The U.S. Army Air Forces in World War II

Leaping the Atlantic Wall
Army Air Forces Campaigns in Western Europe, 1942-1945

Edward T. Russell


On December 7, 1941, the Japanese empire attacked the U.S. military installations in Hawaii. Four days later, Germany's dictator, Adolf Hitler, fulfilling a treaty with Japan, declared war on the United States. Having sealed with that act the developing alliance between the United States and Great Britain, Hitler's Third Reich speeded construction of a formidable "Atlantic wall," to protect the exposed beaches of the Netherlands, Belgium, and northern France. This rampart was a massive system of fortifications, obstacles, and warning centers intended to thwart an Anglo-American invasion of Nazi-occupied western Europe.
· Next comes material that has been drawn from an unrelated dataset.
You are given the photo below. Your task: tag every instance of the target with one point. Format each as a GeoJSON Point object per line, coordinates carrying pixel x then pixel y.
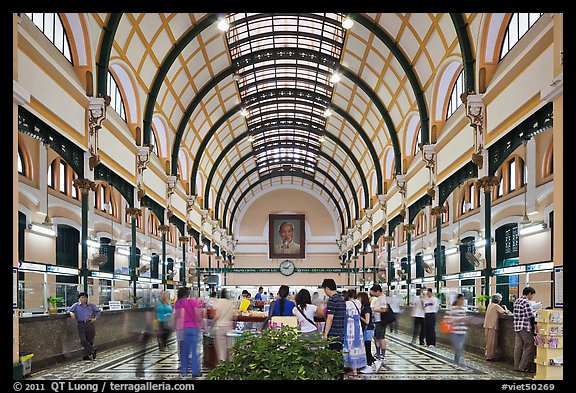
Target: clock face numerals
{"type": "Point", "coordinates": [287, 268]}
Breaching the Atlantic wall of Hitler's "Fortress Europe" was the major strategic problem confronting British and U.S. military planners in late 1941. The two Allies based their offensive strategy on the belief that Germany was the strongest of the Axis powers and therefore should be defeated first. An air offensive against Germany was an important component of this strategy.
Properly conducted, it would enable the Allies to leap the Atlantic wall and damage the industrial foundations of the Third Reich well before Allied ground troops penetrated the coastal barrier. The Allies held the air forces in the Pacific and Far East to a minimum and concentrated on building a formidable force on English soil capable of striking the Nazi heartland and, eventually, of supporting a cross-channel invasion and a victorious Allied advance across Europe.